La photographie argentique : voir et avoir des images
Pratiquer la photographie argentique demande quelques exigences et oblige à travailler sur un temps long. À chaque étape de sa fabrication, pour obtenir un Objet mûrement choisi, nous devons être dans une présence totale à cet Objet.
Sortir faire des images, les voir, ou les supposer voir, avoir compris – autant que faire se peut et de plus en plus, au fur et à mesure des années – la mécanique de l’outil de travail et ses paramètres sous-jacents, qui permettent l’enregistrement de la dite-image ; Parce que voir n’est pas forcément avoir, il nous faut travailler sur ce décalage. L’image toute entière sera un enchainement, une cascade de gammes de gris, de noirs et de blancs, son patrimoine. C’est dans sa relation avec la lumière que l’objet – dans son environnement et sa réalité, va “décliner son identité”, et espérons-le sublimer dans notre imaginaire cette double appartenance -réalité-identité – pour trouver sa prodigieuse essence. L’initiateur – initiatrice en ce qui me concerne – de ce grand chambardement est le photographe.
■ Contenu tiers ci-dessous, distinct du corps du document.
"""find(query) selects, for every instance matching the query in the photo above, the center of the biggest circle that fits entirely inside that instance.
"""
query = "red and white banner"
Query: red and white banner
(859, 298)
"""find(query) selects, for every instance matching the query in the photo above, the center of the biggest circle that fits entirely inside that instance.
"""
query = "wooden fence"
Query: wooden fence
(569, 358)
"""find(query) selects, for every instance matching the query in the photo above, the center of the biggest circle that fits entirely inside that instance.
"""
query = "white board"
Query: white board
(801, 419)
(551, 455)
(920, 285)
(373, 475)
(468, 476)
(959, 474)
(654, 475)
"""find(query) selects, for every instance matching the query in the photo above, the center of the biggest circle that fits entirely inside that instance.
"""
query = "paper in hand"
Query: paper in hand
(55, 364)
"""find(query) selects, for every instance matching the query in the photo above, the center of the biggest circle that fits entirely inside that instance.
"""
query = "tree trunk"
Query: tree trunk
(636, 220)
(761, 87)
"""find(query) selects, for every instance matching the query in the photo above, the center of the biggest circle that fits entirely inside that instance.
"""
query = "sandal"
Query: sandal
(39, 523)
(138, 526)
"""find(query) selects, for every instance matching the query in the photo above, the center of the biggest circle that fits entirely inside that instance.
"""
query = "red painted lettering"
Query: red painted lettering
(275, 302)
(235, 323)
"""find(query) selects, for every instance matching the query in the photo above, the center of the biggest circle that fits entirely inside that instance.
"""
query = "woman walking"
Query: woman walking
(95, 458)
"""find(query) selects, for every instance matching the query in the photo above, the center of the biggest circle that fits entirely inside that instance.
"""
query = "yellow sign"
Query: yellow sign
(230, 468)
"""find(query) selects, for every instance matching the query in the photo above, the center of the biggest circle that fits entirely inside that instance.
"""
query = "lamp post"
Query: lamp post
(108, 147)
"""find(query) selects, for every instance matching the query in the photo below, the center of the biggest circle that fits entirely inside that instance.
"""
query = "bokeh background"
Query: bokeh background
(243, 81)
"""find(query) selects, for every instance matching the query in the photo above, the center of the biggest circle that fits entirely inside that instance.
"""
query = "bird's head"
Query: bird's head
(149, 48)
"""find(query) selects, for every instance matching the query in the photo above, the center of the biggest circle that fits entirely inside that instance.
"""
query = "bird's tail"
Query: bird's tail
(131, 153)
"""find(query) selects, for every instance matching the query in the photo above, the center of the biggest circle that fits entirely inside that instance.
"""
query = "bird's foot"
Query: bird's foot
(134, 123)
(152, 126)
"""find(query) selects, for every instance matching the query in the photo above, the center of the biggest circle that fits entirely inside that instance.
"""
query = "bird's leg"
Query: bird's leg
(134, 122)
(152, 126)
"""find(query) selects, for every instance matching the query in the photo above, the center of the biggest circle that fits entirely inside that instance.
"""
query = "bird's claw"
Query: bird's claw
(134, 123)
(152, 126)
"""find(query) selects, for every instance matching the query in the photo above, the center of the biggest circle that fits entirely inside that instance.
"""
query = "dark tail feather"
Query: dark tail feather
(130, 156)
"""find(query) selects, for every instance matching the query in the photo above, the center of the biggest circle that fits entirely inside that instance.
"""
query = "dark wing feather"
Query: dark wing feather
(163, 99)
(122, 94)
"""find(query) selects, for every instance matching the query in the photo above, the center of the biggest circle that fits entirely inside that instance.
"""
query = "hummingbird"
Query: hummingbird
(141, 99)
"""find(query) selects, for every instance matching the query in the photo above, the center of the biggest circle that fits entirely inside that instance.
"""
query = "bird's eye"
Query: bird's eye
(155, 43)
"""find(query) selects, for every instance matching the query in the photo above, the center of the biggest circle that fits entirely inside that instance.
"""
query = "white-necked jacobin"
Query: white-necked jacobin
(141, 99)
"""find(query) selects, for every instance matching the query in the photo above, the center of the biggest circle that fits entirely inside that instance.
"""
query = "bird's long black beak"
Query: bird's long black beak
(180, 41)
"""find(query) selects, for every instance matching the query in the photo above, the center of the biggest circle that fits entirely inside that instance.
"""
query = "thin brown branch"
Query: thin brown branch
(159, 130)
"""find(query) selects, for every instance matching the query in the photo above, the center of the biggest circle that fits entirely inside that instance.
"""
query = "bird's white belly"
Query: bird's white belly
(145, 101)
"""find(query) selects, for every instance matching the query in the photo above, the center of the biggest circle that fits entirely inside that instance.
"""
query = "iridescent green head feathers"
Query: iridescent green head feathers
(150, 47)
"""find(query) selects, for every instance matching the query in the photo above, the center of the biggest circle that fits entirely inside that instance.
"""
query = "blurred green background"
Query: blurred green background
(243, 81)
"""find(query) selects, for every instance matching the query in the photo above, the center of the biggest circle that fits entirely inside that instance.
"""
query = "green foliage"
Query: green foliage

Faire de la photographie argentique, ça demande d’y croire, de ne pas voir tout, tout de suite.
Autant l’aventure commence par voir, -essayer de voir – et c’est toute une aventure ! – autant en emporte l’appareil photo sans que je puisse voir -aussitôt- ce que j’ai fait. En fait, je devrais dire autant en emporte chaque film et ça pourrait être sans suite ! J’ai là, 11 films de prises de vues enregistrées depuis août jusqu’à fin octobre 2023, que je vais développer. Les sortir de leur latence. Une latence que je vis, moi aussi. Les images que j’ai faites existent-elles ? Oui et non. Elles existent, je les ai faites. J’en atteste. J’ai bien regardé derrière mon viseur, et travaillé chaque enregistrement. Non, elles n’existent pas tant qu’elles n’auront pas été transformées. Il faut développer cette “impulsion physico-chimique”, la révéler, pour avoir une valeur d’objet, pour les voir. Il m’arrive de développer le lendemain, sur-lendemain mes films ou d’attendre, et de cultiver cette période de latence. Je continue à sortir faire des images. J’observe alors ce qui me reste encore à l’esprit, ce que j’oublie. J’observe ce qui remonte, j’observe la prégnance des images.
La photographie argentique : la radicalité du développement
À cette étape du travail, c’est radical ! Développer ses films, c’est donner la possibilité à chaque photographie de voir le jour, dans le vrai sens du terme ! Pour le moment, elles ne sont pas impensées, puisqu’elles ont été faites mais elles ne sont pas manifestes. Je dois prévoir, concevoir et organiser leur matérialité. Un vrai travail s’accomplit quand, au-delà des recommandations données par les fabricants des films, couplés avec celles des fabricants des traitements chimiques, [recommandations standards pour obtenir une montée de gammes, dite courbe gamma] je peux penser mon développement en fonction des types de lumière, de films utilisés, et au bout de la chaîne des résultats que j’espère obtenir. Du traitement chimique [choix, température et temps, mode d’action-agitation] va résulter toute la physionomie de chaque image. Sa corpulence, son aspect, son allure, son caractère ; Sa matérialité s’incarne et s’affirme dans ce couple lumière-gammes de gris, de noirs et de blancs. Il existe des centaines de densités de gris, de sortes de gris-blancs-noirs, de leurs aspects. Et tout cela provoque le sensoriel de mon image, participe aux sens, à la narration, du contenu dans un contenant.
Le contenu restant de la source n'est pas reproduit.